St George in the East


St George in the East is one of Nicholas Hawksmoor’s six London churches, three of them in Tower Hamlets. And its design is as idiosyncratic as followers of the brilliant and eccentric architect might expect - no Hawksmoor church is like the next.

Hawksmoor was a builder who people tended to love or hate (though his churches are much more appreciated than they once were). Architecture critic Mervyn Blatch got it about right back in the 1970s when he said ‘we can again stare in wonder or dismay at this strange building’. ‘Again’ because St George’s was very nearly lost to Luftwaffe firebombs. What Blatch was viewing was the fairly recently spruced up church, which had been saved by an imaginative plan from architect Arthur Bailey in 1960. Bailey proposed repairing the walls and tower, building a smaller, modern place of worship in the eastern part of the old nave. He would then transofrm the space between the west end of the new church and the old into an open courtyard. The space formerly occupied by the galleries would now become flats. Below, the old vaults would be cleared and a new parish hall put in their place.

The work was carried out between 1960 and 1964, and the church reconsecrated on 26 April that year. Two and a half centuries after its inception, St-George-in-the-East had been redesigned for the changing needs ot the 20th century. Back in 1711, the church had been commissioned for a swiftly changing Stepney, the huge parish being broken up into smaller units as the river traffic and population grew. This area of Upper Wapping qualified for a church of its own, on a site ‘in pleasantly wooded fields’. This new parish was one of people who built, owned and worked on sailing ships, but they would have to wait a long time for their new church. The Parliamentary Act of 1711 had provided tax money for 50 new churches for the capital, but only a dozen were ever built as the money ran out. Hawksmoor faced a constant struggle for funds for St George’s. Work took from 1714 to 1726. Even then, it took another three years for funds to be produced to pay for a priest and the consecration.


By the 1850s, the area had changed beyond any recognition. The Ratcliffe Highway (now The Highway) had become notorious for vice, drunkeness and crime. St George’s, meanwhile, became an epicentre of the battle between High and Low Church, which was splitting the Church of England and tapped into deep-seated fears of the power of the Roman Church. St George’s saw ’some of the most disgraceful scenes of modern times to take place in a Christian church’ when the Revd Bryan King and curate CF Lowder, High Churchmen both, adopted a very moderate form of ritual, donning surplices instead of the usual black gown.
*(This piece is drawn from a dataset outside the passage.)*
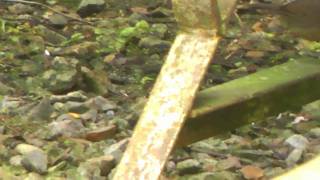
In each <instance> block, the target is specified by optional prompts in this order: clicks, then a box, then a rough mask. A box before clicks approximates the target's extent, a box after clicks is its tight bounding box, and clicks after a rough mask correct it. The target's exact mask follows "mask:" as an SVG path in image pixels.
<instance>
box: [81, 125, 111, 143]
mask: <svg viewBox="0 0 320 180" xmlns="http://www.w3.org/2000/svg"><path fill="white" fill-rule="evenodd" d="M116 132H117V127H116V126H114V125H110V126H107V127H102V128H98V129H95V130H93V131H89V132H87V134H86V139H87V140H89V141H101V140H105V139H109V138H113V137H114V136H115V134H116Z"/></svg>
The pair had been encouraged by the example of their bishop, another High Churchman. But when he was succeeded by a new bishop, born a Presbyterian and determined to stamp out High Church ritual there was trouble. The new bishop nominated a militant Low Churchmean, Hugh Allen, the vicar of a nieghbouring parish, to give afternoon lectures at St George’s. Soon there was organised disruption whenever King or Lowder tried to hold a service: pelting the altar with rubbish, catcalls and jeers, men still wearing thier hats and smoking their pipes, trombones being blown and, on one occasion, dogs drugged to make them howl were brought into the church. Press reports encouraged hooligans to come from all over London to join the fun, while local magistrates - egged on by Low Church members of the Vestry - turned a blind eye. Eventually the rector’s health gave way and a locum took over.
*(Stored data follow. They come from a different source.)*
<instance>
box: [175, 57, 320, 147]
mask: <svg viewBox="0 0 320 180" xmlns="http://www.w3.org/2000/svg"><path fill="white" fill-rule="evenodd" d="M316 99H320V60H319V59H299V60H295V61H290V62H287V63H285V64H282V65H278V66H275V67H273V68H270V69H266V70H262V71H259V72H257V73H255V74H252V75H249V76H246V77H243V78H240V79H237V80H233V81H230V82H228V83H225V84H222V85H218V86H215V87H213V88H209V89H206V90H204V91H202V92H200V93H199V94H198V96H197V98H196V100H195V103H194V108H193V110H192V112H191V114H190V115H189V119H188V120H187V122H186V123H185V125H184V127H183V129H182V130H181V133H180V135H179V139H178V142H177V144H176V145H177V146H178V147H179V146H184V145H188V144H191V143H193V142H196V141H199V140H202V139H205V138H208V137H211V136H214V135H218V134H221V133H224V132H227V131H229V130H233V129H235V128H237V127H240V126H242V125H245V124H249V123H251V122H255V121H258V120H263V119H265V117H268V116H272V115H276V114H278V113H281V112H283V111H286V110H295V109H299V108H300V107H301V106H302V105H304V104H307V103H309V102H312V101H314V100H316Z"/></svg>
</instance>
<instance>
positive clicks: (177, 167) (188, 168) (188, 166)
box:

The once respectable area had now become a slum, with narrow dirty streets, brothels, rough taverns and much crime. In the late 1700s, church had gained new east windows, designed by Sir Joshua Reynolds, and the Victorians decorated the apse with Venetian glass mosaics in 1880, but much was swept away by incendiary bombs in May 1941. The exterior of the church gives away little of the changes wrought within during the 1960s repair. A bright, white exterior of Portland stone supports a massive, 160ft tower, with tall rectangular openings and deeply recessed windows at the west end. The crown is an open octagonal lanatern with eight rectangular buttresses topped with Roman altars. Buttressed turrets, topped by copper-roofed cupolas, resemble a cluster of pepper pots, and once contained stairways to the galleries. Projections at the west and east ends mark where the transepts once were, forming a double Greek cross. At the east end, an apse projects from the middle of a flat wall with a large pediment.

St George’s has had a mixed history. Built by an architect some writers have argued was a Satanist*, disrupted by the mob, fallen on hard times in a sinking area, and bombed out by the Luftwaffe … but this unique building lives on, still serving its community.

*see Hawksmoor by Peter Ackroyd and Lud Heat by Iain Sinclair.